We develop a novel latent-bandit algorithm for tackling the cold-start problem for new users joining a recommender system. This new algorithm significantly outperforms the state of the art, simultaneously achieving both higher accuracy and lower regret.

Naram Mhaisen, George Iosifidis, Douglas Leith

The design of effective online caching policies is an increasingly important problem for content distribution networks, online social networks and edge computing services, among other areas. This paper proposes a new algorithmic toolbox for tackling this problem through the lens of optimistic online learning. We build upon the Follow-the-Regularized-Leader (FTRL) framework which is developed further here to include predictions for the file requests, and we design online caching algorithms for bipartite networks with fixed-size caches or elastic leased caches subject to time-average budget constraints. The predictions are provided by a content recommendation system that influences the users viewing activity, and hence can naturally reduce the caching network's uncertainty about future requests.

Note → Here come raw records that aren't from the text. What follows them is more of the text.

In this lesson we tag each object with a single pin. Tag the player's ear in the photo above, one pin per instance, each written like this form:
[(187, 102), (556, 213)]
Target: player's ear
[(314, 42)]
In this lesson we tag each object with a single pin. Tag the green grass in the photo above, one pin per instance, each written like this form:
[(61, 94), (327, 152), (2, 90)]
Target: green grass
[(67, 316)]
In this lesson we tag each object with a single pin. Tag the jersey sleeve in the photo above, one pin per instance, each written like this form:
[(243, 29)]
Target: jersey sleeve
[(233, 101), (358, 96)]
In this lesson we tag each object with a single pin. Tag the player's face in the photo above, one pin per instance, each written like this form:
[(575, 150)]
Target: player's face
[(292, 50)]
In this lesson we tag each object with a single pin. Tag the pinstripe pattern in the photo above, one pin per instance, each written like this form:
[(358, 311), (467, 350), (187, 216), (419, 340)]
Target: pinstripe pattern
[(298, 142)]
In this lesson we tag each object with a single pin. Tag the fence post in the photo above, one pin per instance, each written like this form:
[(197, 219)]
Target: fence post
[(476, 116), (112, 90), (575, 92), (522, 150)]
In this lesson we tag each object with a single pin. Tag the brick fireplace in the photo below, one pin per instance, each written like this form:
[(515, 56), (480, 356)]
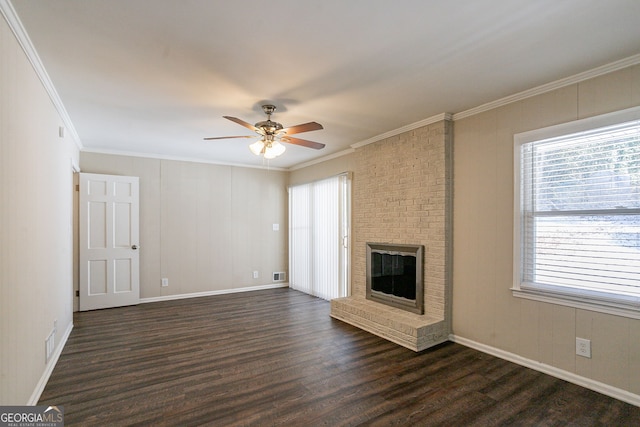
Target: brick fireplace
[(402, 195)]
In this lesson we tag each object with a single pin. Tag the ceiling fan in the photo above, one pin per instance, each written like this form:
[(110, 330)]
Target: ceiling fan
[(273, 133)]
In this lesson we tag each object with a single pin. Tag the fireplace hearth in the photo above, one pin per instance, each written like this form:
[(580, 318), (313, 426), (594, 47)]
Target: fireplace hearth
[(394, 275)]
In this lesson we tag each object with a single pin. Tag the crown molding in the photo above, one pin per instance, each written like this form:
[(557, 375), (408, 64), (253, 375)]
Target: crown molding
[(180, 159), (576, 78), (403, 129), (10, 15), (322, 159)]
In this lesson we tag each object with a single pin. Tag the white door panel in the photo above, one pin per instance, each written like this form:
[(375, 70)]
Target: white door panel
[(109, 249)]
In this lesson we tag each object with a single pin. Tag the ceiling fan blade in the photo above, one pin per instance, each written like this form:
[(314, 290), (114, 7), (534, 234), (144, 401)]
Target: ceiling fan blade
[(306, 127), (229, 137), (242, 123), (302, 142)]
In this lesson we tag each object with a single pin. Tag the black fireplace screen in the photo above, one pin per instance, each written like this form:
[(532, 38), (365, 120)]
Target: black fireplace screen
[(394, 275)]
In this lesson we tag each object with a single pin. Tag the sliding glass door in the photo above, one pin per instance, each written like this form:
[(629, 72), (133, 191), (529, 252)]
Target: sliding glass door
[(319, 224)]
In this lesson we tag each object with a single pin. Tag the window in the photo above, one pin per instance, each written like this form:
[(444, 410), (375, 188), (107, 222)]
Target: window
[(577, 222), (318, 237)]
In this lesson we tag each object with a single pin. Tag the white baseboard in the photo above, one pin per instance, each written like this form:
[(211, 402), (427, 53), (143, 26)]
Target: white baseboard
[(594, 385), (35, 396), (210, 293)]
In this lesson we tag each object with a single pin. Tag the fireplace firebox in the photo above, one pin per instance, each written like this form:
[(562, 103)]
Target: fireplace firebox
[(394, 275)]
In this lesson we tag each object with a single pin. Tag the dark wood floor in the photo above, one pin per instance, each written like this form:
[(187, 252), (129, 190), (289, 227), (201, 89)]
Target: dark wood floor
[(275, 357)]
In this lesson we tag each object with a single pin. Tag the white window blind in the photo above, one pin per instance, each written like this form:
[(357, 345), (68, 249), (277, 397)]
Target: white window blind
[(579, 215), (318, 236)]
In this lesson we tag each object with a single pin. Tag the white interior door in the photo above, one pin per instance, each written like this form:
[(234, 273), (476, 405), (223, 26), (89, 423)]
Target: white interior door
[(109, 247)]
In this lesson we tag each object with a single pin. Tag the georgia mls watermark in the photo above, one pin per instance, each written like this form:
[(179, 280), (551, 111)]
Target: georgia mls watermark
[(31, 416)]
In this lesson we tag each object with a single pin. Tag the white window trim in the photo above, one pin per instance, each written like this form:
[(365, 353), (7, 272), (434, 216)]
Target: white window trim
[(588, 300)]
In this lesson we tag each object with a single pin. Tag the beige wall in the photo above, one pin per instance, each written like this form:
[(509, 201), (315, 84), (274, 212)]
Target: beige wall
[(483, 308), (323, 170), (36, 187), (204, 227)]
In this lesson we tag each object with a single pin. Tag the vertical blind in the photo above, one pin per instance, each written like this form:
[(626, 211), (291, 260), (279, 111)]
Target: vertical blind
[(580, 210), (318, 235)]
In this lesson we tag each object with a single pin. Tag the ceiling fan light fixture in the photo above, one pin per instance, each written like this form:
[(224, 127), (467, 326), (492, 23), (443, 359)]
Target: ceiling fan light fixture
[(257, 147), (273, 150)]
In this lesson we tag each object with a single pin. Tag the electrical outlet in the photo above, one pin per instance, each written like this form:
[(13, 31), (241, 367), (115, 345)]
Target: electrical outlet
[(583, 347)]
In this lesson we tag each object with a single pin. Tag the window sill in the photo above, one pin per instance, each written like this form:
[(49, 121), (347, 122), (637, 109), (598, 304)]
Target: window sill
[(624, 307)]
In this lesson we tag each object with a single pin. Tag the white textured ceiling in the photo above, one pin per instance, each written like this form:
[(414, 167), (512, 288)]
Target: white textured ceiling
[(154, 77)]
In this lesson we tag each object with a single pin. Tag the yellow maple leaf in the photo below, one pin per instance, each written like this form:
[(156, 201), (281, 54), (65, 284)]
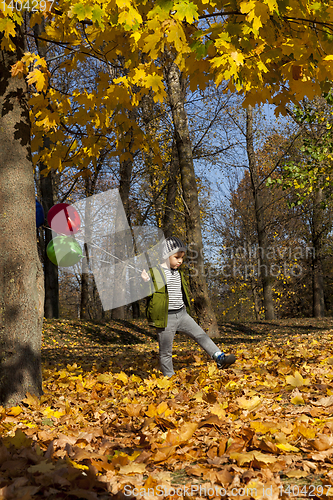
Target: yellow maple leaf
[(39, 78), (123, 377), (287, 447), (297, 380), (297, 400), (248, 404), (14, 411)]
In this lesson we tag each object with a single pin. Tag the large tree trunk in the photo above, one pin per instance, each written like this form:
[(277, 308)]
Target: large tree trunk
[(202, 303), (318, 304), (264, 262), (21, 283)]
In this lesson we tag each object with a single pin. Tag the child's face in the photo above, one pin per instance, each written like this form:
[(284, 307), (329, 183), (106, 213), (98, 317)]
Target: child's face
[(176, 260)]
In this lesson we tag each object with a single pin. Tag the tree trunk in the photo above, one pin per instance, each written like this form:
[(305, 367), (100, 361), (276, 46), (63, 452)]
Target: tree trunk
[(169, 211), (124, 188), (318, 303), (21, 284), (202, 303), (48, 199), (263, 261)]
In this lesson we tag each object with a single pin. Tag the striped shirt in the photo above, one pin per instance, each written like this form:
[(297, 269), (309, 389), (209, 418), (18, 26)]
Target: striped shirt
[(174, 287)]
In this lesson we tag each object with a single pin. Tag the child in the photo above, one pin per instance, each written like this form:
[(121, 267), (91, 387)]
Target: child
[(168, 308)]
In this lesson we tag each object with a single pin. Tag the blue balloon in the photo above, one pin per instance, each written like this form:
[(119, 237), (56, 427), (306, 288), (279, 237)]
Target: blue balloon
[(40, 217)]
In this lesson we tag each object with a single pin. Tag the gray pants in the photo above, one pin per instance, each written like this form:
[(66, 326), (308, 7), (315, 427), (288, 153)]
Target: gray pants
[(184, 323)]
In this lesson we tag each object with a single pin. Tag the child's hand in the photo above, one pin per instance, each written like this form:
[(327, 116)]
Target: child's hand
[(145, 275)]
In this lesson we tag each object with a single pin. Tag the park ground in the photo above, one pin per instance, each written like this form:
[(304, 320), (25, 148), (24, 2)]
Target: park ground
[(109, 425)]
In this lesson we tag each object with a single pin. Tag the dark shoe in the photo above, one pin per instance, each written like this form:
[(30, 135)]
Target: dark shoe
[(224, 361)]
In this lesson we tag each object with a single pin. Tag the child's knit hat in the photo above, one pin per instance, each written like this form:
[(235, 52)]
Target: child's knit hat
[(171, 246)]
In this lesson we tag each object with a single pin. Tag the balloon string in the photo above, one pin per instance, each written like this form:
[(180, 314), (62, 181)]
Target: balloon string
[(102, 249)]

We prove that the proposed optimistic learning caching policies can achieve sub-zero performance loss (regret) for perfect predictions, and maintain the best achievable regret bound $O(\sqrt T)$ even for arbitrary-bad predictions. The performance of the proposed algorithms is evaluated with detailed trace-driven numerical tests.

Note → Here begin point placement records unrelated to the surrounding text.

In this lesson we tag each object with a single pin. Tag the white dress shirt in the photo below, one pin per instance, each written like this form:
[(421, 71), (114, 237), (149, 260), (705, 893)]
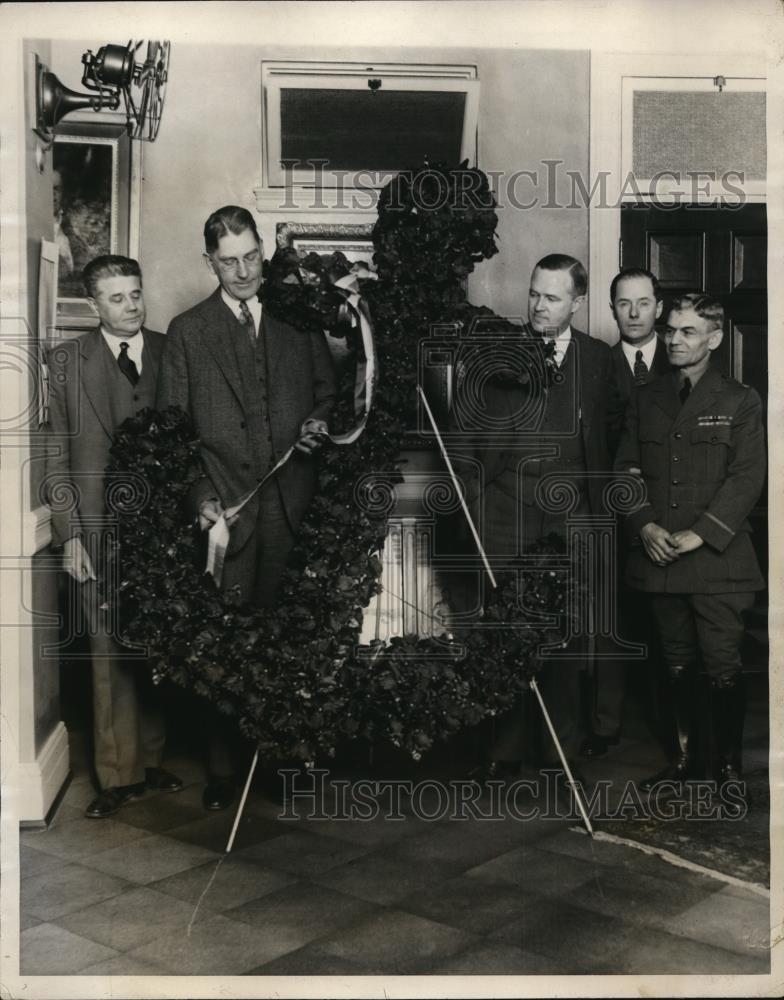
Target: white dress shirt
[(562, 342), (252, 303), (135, 346), (648, 351)]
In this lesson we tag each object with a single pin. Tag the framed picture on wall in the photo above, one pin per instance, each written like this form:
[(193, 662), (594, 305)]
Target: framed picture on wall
[(91, 209), (355, 241)]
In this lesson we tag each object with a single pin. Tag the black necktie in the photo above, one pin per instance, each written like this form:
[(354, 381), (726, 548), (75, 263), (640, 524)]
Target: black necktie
[(640, 368), (247, 319), (127, 365)]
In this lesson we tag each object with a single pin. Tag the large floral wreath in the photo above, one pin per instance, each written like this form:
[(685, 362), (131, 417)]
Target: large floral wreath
[(294, 675)]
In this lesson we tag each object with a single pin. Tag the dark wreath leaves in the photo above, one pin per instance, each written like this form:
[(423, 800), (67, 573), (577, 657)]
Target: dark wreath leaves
[(294, 675)]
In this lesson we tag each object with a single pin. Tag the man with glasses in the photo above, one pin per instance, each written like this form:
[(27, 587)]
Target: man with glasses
[(253, 386)]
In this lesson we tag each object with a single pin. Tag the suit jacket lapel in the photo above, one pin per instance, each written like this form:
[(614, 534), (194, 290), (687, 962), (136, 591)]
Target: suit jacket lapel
[(701, 394), (93, 381), (661, 364), (219, 333), (275, 342), (151, 355)]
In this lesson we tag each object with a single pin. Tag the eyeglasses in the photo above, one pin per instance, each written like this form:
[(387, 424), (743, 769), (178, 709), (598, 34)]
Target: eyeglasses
[(231, 264)]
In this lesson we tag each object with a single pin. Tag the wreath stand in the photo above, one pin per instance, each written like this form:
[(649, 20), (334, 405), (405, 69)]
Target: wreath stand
[(576, 791)]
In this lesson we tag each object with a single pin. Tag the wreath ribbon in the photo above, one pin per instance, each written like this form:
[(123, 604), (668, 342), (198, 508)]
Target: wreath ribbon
[(364, 384)]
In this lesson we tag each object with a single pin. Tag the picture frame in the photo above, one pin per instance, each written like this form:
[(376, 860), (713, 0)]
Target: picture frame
[(93, 195), (353, 240)]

Daron Anderson, Douglas Leith

We prove the familiar Lazy Online Gradient Descent algorithm is universal on polytope domains. That means it gets $O(1)$ pseudo-regret against i.i.d opponents, while simultaneously achieving the well-known $O(\sqrt N)$ worst-case regret bound. For comparison the bulk of the literature focuses on variants of the Hedge (exponential weights) algorithm on the simplex. These can in principle be lifted to general polytopes; however the process is computationally unfeasible for many important classes where the number of vertices grows quickly with the dimension. The lifting procedure also ignores any Euclidean bounds on the cost vectors, and can create extra factors of dimension in the pseudo-regret bound. Gradient Descent is simpler than the handful of purpose-built algorithms for polytopes in the literature, and works in a broader setting. In particular existing algorithms assume the optimiser is unique, while our bound allows for several optimal vertices.

Daron Anderson, Douglas Leith

We show that the Subgradient algorithm is universal for online learning on the simplex in the sense that it simultaneously achieves $O(\sqrt N)$ regret for adversarial costs and $O(1)$ pseudo-regret for i.i.d costs. To the best of our knowledge this is the first demonstration of a universal algorithm on the simplex that is not a variant of Hedge. Since Subgradient is a popular and widely used algorithm our results have immediate broad application.

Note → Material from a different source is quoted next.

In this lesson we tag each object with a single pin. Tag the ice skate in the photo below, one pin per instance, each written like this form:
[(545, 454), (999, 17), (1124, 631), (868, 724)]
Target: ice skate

Pol Mac Aonghusa, Douglas Leith

Limiting online data collection to the minimum required for specific purposes is mandated by modern privacy legislation such as the General Data Protection Regulation (GDPR) and the California Consumer Protection Act. This is particularly true in online services where broad collection of personal information represents an obvious concern for privacy. We challenge the view that broad personal data collection is required to provide personalised services. By first developing formal models of privacy and utility, we show how users can obtain personalised content, while retaining an ability to plausibly deny their interests in topics they regard as sensitive using a system of proxy, group identities we call 3PS. Through extensive experiment on a prototype implementation, using openly accessible data sources, we show that 3PS provides personalised content to individual users over 98% of the time in our tests, while protecting plausible deniability effectively in the face of worst-case threats from a variety of attack types.